Twitter will cut out the waffle
Liam Horan YES. I Twitter. My name is Liam and I Twitter. Often on my own. I don’t really know exactly what I’m doing. Maybe I’m wasting my time, the hour or two a week I end up spending on there. But I feel I’m not. It’s just a hunch, but a hunch is often the most reliable of all. I feel this whole Twitter thing will prove very useful yet. I feel I am headed in the right direction with this whole new phenomenon. I’m Liam, and I Twitter.
In the last week I have:
* Asked for some guidance on who does printed t-shirts in Ireland (I got four replies, all useful);
* Told the world (and now you, you should never miss a trick) of my Championship Man CD in Ballinrobe last Friday night. The world managed to cope reasonably well with the news, and the earth continued to turn on its own axis without much disruption, but a few people I’d like to know about the event got to know about it, so, in today’s parlance, we’ll call that a result;
* Told the world, again, about sundry other business and personal events I’m involved in.
So who picked up on them?
Sometimes it’s hard to know. I follow 262 people, and 113 people follow me (the missing 149 are the subject of some investigation they will find extremely uncomfortable.) I got a few messages back, expressions of goodwill, promises to go into a local shop and buy the CD, and, I suspect, a general noting of the contents of my Tweets.
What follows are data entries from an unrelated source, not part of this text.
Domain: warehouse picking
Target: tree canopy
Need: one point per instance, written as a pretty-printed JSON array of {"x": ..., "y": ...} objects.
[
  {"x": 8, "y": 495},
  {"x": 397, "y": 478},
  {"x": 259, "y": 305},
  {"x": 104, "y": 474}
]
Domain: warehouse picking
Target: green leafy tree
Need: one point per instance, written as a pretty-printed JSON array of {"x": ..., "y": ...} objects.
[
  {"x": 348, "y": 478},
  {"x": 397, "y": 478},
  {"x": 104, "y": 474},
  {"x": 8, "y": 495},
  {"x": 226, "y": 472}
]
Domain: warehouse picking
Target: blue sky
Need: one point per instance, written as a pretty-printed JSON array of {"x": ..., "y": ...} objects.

Michael Fitzgerald is a former Waterford football full-back who runs a design company www.fitzdesign.ie in Galway. I heard him speak recently at a networking event about Twitter. ‘Facebook,’ he said, “is said to be for the people you once knew – Twitter is for the people you want to know.”
It’s not a bad description. A confession: I don’t slavishly follow the news agenda any more. It can drain my morale. I was never less in touch with an election than I was this time. But I still need to get news.
Ergo, I follow the Tweets of some key people whose opinions I would like to hear. I don’t need chapter and verse, just a flavour.
And so, instead of wading through the papers and tuning to the news programmes, I can just pick up something like the following from David McWilliams the morning the most recent Anglo-Irish results came out:
“Following the Anglo results this morning, the full nationalisation of the two big Irish banks is practically certain.”
That was all I needed to know. A couple of hours later he elaborated:
“Re Nationalisation - if others have losses as big as Anglo’s, they will wipe out their cap’ base, govt have to inject more cap and take over.”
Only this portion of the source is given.